Film: The Tamarind Seed

May 24, 2020

When I stumbled across The Tamarind Seed (1974) in my search for an old spy movie to watch, I wasn’t expecting to see Blake Edwards — a director I’ve always associated with comedy — featured so prominently in the credits. Considering his body of work, the most striking thing about this staid puzzler is how humorless it is.

Julie Andrews stars as Judith Farrow, an aide for the British Home Office. When Judith journeys to Barbados on a vacation to recover from the troubles of her own life — her husband’s tragic death, and an ill-considered affair with an air force captain — she meets a similarly vacationing Feodor Sverdlov (Omar Sharif), a Russian military attache. Their platonic involvement seems innocent enough at first, but agents on both sides of the Iron Curtain, either concerned about the security risks or enthusiastic about the opportunity to obtain new information, start monitoring the situation. As Judith and Feodor’s low-key romance progresses, the complexity of negotiating the perceptions of their institutional masters transforms their innocent acquaintanceship into a emotionally charged game of espionage.

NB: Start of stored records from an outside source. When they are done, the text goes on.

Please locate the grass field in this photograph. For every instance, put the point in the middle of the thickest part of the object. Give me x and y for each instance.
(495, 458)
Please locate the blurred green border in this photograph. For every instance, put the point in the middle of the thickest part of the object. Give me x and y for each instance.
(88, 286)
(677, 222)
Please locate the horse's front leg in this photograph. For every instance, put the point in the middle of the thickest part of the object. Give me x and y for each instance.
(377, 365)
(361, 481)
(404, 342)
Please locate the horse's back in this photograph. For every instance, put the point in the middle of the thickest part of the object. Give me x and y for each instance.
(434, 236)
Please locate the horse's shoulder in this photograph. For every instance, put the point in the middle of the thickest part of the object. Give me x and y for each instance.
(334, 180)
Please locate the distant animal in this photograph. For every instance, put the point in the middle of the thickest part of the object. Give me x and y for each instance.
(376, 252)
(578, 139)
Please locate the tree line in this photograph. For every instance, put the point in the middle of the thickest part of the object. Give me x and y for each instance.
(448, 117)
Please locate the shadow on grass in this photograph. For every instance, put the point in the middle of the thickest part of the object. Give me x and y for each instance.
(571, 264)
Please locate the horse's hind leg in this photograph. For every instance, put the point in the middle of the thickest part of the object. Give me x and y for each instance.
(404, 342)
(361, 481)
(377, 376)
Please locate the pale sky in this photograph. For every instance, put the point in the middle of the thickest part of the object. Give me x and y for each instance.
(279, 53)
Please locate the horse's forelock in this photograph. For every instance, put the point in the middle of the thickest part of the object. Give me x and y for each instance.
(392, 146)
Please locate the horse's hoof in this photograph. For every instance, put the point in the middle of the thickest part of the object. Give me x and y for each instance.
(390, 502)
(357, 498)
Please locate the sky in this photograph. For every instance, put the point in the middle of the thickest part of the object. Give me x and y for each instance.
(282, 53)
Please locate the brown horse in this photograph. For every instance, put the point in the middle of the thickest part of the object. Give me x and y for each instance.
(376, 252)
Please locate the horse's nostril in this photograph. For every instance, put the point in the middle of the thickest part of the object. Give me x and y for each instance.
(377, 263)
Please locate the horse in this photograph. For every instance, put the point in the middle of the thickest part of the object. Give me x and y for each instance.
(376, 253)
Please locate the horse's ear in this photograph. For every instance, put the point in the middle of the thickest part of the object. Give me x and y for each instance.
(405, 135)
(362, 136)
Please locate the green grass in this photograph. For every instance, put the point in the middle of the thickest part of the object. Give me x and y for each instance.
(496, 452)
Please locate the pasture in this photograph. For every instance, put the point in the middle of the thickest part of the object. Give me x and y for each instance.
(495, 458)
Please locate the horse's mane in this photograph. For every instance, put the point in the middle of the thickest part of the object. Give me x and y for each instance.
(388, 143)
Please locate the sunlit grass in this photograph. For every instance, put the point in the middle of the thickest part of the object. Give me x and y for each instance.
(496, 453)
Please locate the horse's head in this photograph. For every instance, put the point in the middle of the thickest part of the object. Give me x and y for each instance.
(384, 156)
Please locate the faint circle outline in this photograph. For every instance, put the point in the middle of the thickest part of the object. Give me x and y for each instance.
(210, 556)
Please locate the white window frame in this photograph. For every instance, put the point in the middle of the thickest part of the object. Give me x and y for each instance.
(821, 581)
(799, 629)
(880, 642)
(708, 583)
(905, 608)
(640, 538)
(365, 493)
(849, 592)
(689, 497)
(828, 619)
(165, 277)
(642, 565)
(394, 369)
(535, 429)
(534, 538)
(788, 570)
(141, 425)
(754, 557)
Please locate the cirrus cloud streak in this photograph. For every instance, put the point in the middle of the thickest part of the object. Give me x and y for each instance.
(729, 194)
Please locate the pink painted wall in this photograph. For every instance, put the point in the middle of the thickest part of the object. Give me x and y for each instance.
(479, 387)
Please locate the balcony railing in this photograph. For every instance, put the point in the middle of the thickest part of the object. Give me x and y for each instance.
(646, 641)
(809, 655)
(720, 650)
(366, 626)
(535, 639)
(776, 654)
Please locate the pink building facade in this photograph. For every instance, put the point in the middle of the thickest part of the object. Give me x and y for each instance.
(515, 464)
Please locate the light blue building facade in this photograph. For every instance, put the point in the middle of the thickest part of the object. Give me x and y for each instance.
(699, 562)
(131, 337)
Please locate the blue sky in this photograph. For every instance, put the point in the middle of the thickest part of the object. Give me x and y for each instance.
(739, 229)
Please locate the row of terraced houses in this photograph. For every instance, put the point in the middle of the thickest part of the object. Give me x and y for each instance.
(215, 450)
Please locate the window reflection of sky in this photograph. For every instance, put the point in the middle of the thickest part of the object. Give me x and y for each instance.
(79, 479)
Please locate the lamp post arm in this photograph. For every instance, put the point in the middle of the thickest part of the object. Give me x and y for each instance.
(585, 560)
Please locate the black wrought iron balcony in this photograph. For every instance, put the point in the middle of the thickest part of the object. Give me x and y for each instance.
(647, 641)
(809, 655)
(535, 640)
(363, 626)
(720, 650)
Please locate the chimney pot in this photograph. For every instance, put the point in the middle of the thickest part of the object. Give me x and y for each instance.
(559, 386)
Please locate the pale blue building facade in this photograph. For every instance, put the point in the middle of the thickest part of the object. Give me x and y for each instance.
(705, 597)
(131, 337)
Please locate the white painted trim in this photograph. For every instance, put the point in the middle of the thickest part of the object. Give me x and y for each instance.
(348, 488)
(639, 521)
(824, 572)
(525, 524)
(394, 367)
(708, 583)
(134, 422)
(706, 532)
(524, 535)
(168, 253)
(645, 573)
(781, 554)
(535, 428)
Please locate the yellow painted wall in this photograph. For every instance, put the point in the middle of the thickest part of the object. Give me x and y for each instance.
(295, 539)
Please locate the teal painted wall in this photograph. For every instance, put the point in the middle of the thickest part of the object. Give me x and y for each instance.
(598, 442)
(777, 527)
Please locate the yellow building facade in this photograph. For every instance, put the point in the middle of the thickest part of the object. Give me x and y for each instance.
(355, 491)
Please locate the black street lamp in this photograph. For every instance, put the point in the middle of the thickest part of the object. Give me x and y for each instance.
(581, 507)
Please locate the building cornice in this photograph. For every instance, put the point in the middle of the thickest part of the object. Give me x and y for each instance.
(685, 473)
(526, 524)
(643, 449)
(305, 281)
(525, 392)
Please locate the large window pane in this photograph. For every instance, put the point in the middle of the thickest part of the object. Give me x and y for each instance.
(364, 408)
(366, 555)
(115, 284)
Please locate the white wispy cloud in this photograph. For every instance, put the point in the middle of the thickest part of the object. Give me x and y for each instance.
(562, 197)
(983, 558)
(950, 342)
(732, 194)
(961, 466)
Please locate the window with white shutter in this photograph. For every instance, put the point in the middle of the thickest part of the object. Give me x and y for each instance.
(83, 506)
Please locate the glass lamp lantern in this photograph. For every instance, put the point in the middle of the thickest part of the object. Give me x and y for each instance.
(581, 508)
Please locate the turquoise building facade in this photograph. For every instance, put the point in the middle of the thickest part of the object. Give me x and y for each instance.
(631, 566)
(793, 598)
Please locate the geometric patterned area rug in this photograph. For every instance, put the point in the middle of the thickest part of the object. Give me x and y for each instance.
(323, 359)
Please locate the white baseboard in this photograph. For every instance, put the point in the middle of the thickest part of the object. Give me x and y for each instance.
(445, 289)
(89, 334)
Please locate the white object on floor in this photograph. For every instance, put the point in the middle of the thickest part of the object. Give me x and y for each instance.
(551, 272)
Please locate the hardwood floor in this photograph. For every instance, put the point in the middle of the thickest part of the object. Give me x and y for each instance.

Don’t be fooled by the knock-off, Bondian credit sequence. Although it possesses an attractive, old-school Panavision look and is generally competent and professional, The Tamarind Seed is a bit of a snore, hampered by a sparkless central romance. Andrews is inscrutably somber, while Sharif, whose character is presented as a seductive charmer, comes off like a creepy mansplainer. Their lack of chemistry might have been saved by a more involved and interesting plot, but it’s all quite familiar. Indeed, I couldn’t stop thinking about how much better the Mission: Impossible episode “The Short Tail Spy” handled this type of story several years earlier, with half the running time and a fraction of the budget. The supporting cast provides some effective spydom archetypes — Anthony Quayle as scheming espiocrat Jack Loder, Daniel O’Herlihy as closeted British diplomat Fergus Stephenson, and Sylvia Sims as Fergus’ ambitious, dissatisfied wife Margaret. But beyond that there isn’t much to elevate this film beyond the comforting background noises of its genre and filmmaking era.